The above is just a quick sample I came up with. There are conditions that can return true.

I have another example where I store data in a char variable (char chrByteTest). If I use this in an if statement following the assignment, for example, if (var1 == 1 && chrByteTest = 0x00), it kills performance. If the statement is if (var1 == 1) then the performance is there. There are just various simple coding things that you would not expect to cause huge issues that do. It has been a very frustrating experience.

There has got to be a simple explanation or some setting that I just can’t figure out.

Thanks.

seibert · May 9, 2011, 12:37pm

Use the --ptx option with nvcc and take a look at the PTX being generated. If something obviously weird is going on, like big chunks of your kernel being optimized away, it should show up there.

jmnet · May 9, 2011, 1:08pm

Compared a ptx file from a return true vs a return false. There are tons of differences in the ptx files. Seems really strange.

seibert · May 9, 2011, 2:31pm

Is there a big length difference in the PTX files? I’m curious if the dead-code optimizer is doing something here…

jmnet · May 9, 2011, 3:27pm

Yes, there is a big difference.

The good code has 4550 lines in the ptx file and is 138KB in size.

The bad code has 10357 lines in the ptx file and is 296KB in size.

So changing a “return false” to a “return true” is causing the underlying code to more than double in size. Obviously alot more code to execute is reduced performance.

I’m up for any suggestions. I’ve been trying weird stuff in the code to get around this, but I shouldn’t have to change simple code to confusing code to fix something like this.

Thanks.

tera · May 9, 2011, 3:43pm

I’ll keep up my previous suggestion. Even if some condition can lead to a [font=“Courier New”]return true;[/font], any conditions after that don’t need to be evaluated.

seibert · May 9, 2011, 5:15pm

At this point, you might have a genuine compiler bug on your hands (the CUDA compiler is fairly agressive, and might have gone too far), so reducing the problem to a test case for the compiler team would be the next step.

jmnet · May 9, 2011, 7:22pm

I did change around the logic to do what you stated. The final result, is that if I specify a return true whether I hit it or not in the logic cause the huge performance loss.

jmnet · May 10, 2011, 12:18am

I started to break down my code in order to submit a test case for the failing code. Strangely, when I got to a certain point of eliminating code, the performance returned. So it is not limited to by any particular command. In this case I removed a function that returned a void that gave the performance back. Wondering now if there is something about memory usage or something like that. I do have a good bit of local variables but they are not memory intensive. Things like counters, integers for loops and small char arrays. Should they be moved to shared memory? What are the limitations?

Thanks.

tera · May 10, 2011, 12:38am

What does nvcc print when compiling with --ptxas-options=-v for the slow and the fast versions?

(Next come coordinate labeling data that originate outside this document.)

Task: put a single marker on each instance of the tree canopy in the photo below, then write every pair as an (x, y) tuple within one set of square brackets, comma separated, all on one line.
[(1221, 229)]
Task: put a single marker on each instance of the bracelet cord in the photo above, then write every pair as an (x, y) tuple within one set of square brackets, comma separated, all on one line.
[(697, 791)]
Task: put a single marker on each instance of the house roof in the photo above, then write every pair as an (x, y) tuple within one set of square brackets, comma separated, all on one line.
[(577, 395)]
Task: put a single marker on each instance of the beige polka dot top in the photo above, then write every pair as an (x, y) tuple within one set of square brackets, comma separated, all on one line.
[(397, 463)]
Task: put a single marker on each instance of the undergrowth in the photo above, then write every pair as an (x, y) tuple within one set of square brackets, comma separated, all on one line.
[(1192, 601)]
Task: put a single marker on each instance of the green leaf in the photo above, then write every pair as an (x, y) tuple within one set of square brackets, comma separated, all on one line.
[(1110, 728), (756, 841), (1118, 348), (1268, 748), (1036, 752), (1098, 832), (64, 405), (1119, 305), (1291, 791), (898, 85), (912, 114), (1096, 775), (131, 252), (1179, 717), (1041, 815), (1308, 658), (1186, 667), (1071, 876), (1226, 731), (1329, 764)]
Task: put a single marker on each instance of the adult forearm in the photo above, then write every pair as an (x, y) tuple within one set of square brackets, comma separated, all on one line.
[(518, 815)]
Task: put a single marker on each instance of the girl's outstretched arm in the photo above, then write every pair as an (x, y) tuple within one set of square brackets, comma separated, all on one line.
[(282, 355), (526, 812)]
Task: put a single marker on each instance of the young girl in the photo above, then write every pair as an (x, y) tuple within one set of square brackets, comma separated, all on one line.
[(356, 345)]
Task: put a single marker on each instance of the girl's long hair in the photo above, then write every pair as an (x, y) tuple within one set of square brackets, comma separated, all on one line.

jmnet · May 10, 2011, 2:06am

Here is what I’m seeing…

fast version

1>ptxas info : Compiling entry function ‘_Z10GoCalculateP16stcInterfaceDataPbPh’ for ‘sm_20’

1>ptxas info : Used 24 registers, 2808+0 bytes smem, 56 bytes cmem[0]

slow version

1>ptxas info : Compiling entry function ‘_Z10GoCalculateP16stcInterfaceDataPbPh’ for ‘sm_20’

1>ptxas info : Used 29 registers, 4+0 bytes lmem, 2808+0 bytes smem, 56 bytes cmem[0]

tera · May 10, 2011, 2:23am

The four bytes of local memory use are somewhat suspicious. A variable whose address is taken which the compiler can’t optimize away? Surely use of local memory might slow down things a lot.

You might look for “.local” in the PTX file and see what that single word of local memory is used four.

jmnet · May 10, 2011, 12:38pm

Can’t really tell. It looks like it is the same 2 variables declared in local memory from the good compile and the bad compile. Just that the bad compile references them many more times.

I’m going to try and move them to shared memory. Since I’m pretty new to CUDA programming, is there a simple way to have a variable be only referenced by the thread it is created in or do you need to create it as an array and reference it based on the threads index?

Thanks.

tera · May 10, 2011, 3:20pm

But the good kernel does not use any local memory at all…

You need to create an array and use the thread index.

jmnet · May 10, 2011, 3:51pm

Here is what the two variable look like that have .local (Both are int arrays, var1 and var2)

.local .align 4 .b8 __cuda___cuda_local_var_90537_9_non_const_var1_03828[288];

.local .align 4 .b8 __cuda___cuda_local_var_90536_9_non_const_var2_2884116[256];

I’m guessing these are used as local because of the size. I tried to move them to shared, but then get a too much shared memory message during the compile.

Since the deceleration is the same in both the good code and the bad code, it has to be the way the compiler is optimizing the code, making many references to it in the bad code. Optimizations are turned off in the compiler settings so it is something happening natively.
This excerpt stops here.